Hier gibt es nur einen Punkt zu beachten: Zu Beginn des Trainings bist du mental und körperlich weniger erschöpft als am Ende des Trainings.

 

Daraus folgt:

  • Übungen die für dich technisch (noch) schwierig sind, solltest du an den Anfang des Trainings setzen.
  • Komplexe, mehrgelenkige Übungen sollten vor simpleren, Isolationsübungen ausgeführt werden.
  • Explosive Übungen wie die olympischen Lifts sollten zu Beginn des Trainings ausgeführt werden.
  • Hochintensive Sätze mit 1-5 Wiederholungen sollten vor niedrigintensiven Sätzen mit 6-15 Wiederholungen ausgeführt werden.

 

Außerdem können alternierende Sätze eine sehr gute Methode sein, um im Training Zeit zu sparen. Dafür lohnt es sich, Übungen die jeweils gegenüberliegende Muskelpartien trainieren, im Trainingsplan ineinander zu schachteln. Dazu mehr im nächsten Teil des Guides.

Quellen

[1] Rossi et al., Strength, Body Composition, and Functional Outcomes in the Squat Versus Leg Press Exercises. J Sports Med Phys Fitness. 2018 Mar;58(3):263-270.

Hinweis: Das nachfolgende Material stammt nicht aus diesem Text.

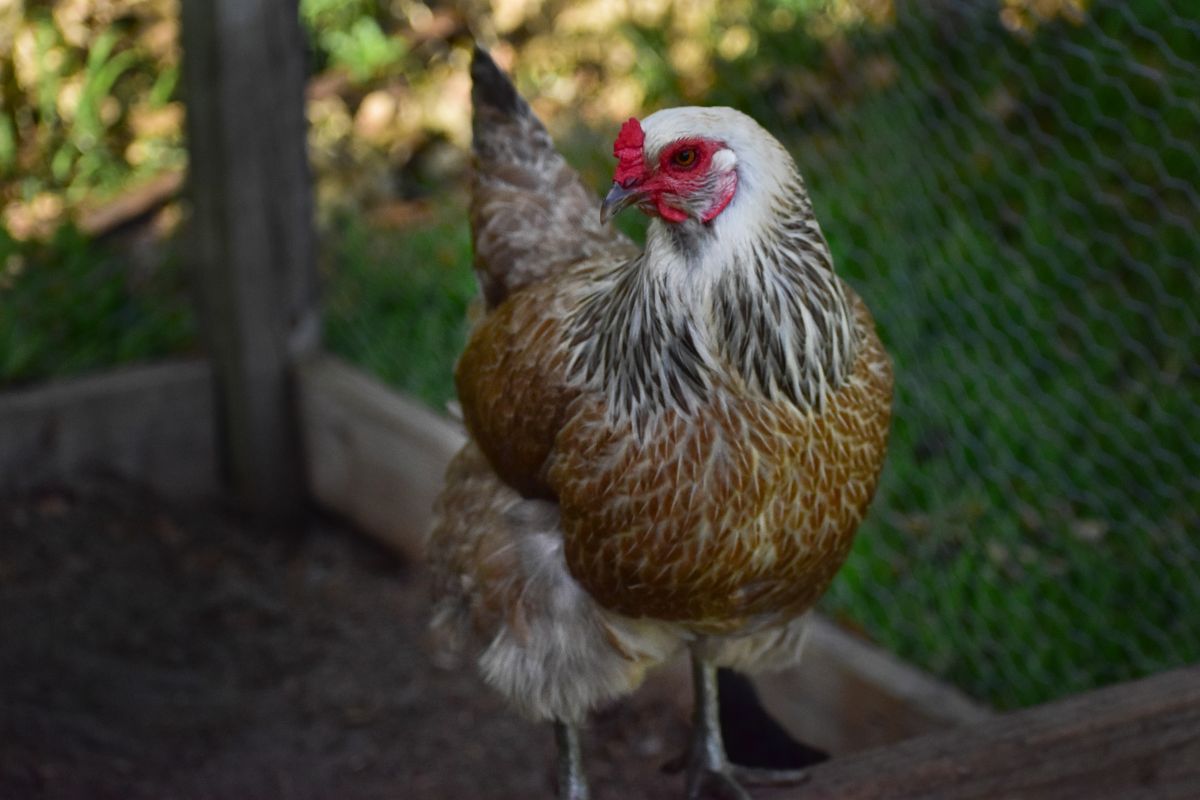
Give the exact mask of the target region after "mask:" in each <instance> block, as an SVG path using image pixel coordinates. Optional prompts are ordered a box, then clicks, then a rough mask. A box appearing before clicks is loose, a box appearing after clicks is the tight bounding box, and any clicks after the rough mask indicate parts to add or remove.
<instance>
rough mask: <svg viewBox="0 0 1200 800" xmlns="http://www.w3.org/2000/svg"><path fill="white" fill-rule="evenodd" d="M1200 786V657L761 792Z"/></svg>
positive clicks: (898, 795) (840, 762)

https://www.ncbi.nlm.nih.gov/pubmed/27735888

 

[2Gentil et al., Single vs. Multi-Joint Resistance Exercises: Effects on Muscle Strength and Hypertrophy. Asian J Sports Med. 2015 Jun; 6(2): e24057.
https://www.ncbi.nlm.nih.gov/pmc/articles/PMC4592763/

 

[3Schwanbeck et al., Effects of Training With Free Weights Versus Machines on Muscle Mass, Strength, Free Testosterone, and Free Cortisol Levels. J Strength Cond Res 2020 Jul;34(7):1851-1859.
https://pubmed.ncbi.nlm.nih.gov/32358310/

 

[4] Schott et al., Effects of free weights and machine training on muscular strength in high-functioning older adults. Exp Gerontol. 2019 Jul 15;122:15-24.